FAT32 partision > 32GB
Constantine Evans
constantine at evanslabs.org
Mon Dec 25 09:42:26 UTC 2006
Ben Edwards wrote:
> Thanks, I think that is it.
>
> Also what are the drawbacks of fat32 apart from performance. Am I
> correct there are issues with long filenames (seem to remember
> something about this).
>
> Ben
There are a variety of major drawbacks to using fat32. From Wikipedia's
"Comparison of filesystems":
* One cannot have files larger than 4 GiB. This is probably the largest
drawback. With proper settings, ext3 can have files up to 2TiB in size.

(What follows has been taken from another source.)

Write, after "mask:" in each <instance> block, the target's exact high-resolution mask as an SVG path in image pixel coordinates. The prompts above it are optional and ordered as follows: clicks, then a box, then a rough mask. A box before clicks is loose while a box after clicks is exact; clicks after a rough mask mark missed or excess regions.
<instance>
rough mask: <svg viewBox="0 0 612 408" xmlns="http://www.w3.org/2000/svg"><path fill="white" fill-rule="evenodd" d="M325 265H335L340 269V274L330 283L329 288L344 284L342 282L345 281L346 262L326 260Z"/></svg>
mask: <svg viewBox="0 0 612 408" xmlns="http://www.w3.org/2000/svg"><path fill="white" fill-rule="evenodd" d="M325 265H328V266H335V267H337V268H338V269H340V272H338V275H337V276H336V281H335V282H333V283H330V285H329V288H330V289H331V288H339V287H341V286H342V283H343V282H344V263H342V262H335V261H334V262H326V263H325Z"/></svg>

* There is no journaling support. This is very important for an external
hard drive which might be accidentally disconnected.
* Permissions are essentially nonexistent.
* There is no support for sparse files, hard links, soft links, and so on.
I would highly suggest that you consider using ext3 instead of fat32,
especially for an external hard drive. The lack of journaling in FAT32
means that it is very easy to corrupt the filesystem and lose data if
the device is accidentally disconnected, or if there is a power outage,
or even if the system crashes. Furthermore, especially on a large
external drive, it is quite possible that you will want to have files
larger than 4 GiB.
There is an excellent driver for ext2 in Windows which also works with
ext3 at www.fs-driver.org, and I have used it extensively with
reasonable results (it has a tendency to cause fsck to be run on ext3
partitions occasionally[1]).
If you really must use a filesystem supported by a default Windows
installation without the ext2 driver, then use NTFS. It has journaling,
large file support, and reasonable, if experimental, support in Linux
with ntfs-3g.
Sincerely,
Constantine Evans
[1] I think this is due to it mounting the fs as ext2, and thus
incrementing the mount count, which eventually triggers fsck. I remember
dreading the periodic checks in the old days of Linux, since they seemed
to take so terribly long at the time, much longer than now.